Durante un tiempo, Yeltsin creyó esquivar la expansión de la OTAN, pero a partir de 1996, se sentiría “traicionado”. Después de todo, el 9 de febrero de 1990, el Secretario de Estado James Baker III había asegurado a Mikhail Gorbachov que la unificación alemana no supondría que la OTAN se extendería “ni un paso” hacia el Este.
Pero evocando el viejo refrán que señala que no existe mayor distancia en este mundo que la que ofrece un malentendido, la disputa tendría consecuencias decisivas que pueden apreciarse en el conflicto que envuelve hoy a Rusia y a Occidente. Porque a pesar de las seguridades ofrecidas, en enero de 1994, Clinton reconocería que “la cuestión no es saber si la OTAN tendrá nuevos miembros, sino cuándo y cómo eso sucederá”. Incluso, en septiembre de ese año, en una visita a la Casa Blanca, Yeltsin escucharía de boca de Clinton que Rusia era “elegible” para una membresía de la OTAN.
Los hechos, aquellos verdaderos tiranos de la historia, demostraron que el optimismo de los 90 fue exagerado. Hoy, los valores occidentales de libertad, economías abiertas y respeto a los DDHH nuevamente aparecen amenazados, por factores externos y por las propias equivocaciones de sus líderes.

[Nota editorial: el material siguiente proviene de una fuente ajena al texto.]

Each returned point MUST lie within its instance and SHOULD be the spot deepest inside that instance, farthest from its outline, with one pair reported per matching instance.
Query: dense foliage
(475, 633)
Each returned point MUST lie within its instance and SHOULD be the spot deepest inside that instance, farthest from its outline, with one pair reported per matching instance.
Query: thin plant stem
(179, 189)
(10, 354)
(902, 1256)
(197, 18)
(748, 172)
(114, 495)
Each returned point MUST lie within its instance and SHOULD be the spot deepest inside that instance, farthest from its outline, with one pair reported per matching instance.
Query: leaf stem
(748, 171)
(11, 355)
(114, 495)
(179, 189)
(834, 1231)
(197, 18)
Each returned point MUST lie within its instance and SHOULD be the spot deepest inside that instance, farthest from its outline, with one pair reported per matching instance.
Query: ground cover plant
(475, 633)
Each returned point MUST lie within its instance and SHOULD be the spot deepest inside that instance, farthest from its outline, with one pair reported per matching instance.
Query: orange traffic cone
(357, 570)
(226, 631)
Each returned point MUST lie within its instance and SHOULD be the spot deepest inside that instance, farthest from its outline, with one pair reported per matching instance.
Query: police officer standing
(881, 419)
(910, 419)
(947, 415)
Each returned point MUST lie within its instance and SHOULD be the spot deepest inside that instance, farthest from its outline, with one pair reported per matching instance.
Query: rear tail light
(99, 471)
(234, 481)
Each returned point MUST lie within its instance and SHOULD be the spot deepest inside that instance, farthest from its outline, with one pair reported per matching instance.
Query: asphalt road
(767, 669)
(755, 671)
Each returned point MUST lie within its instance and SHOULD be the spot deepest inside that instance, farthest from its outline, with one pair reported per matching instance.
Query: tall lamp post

Ya en 2014, en medio de la crisis por la anexión de Crimea, Ian Bremmer reflexionó que Rusia no podía obligar a Ucrania a permanecer eternamente en la órbita de Moscú. Pero al mismo tiempo admitió que ninguna potencia, ni siquiera la más poderosa de todas, podía impedir que los rusos dejaran de intentarlo. El fundador del Eurasia Group anticipó que las sanciones podían hacer daño a largo plazo pero no cambiarán la forma de pensar de Vladimir Putin.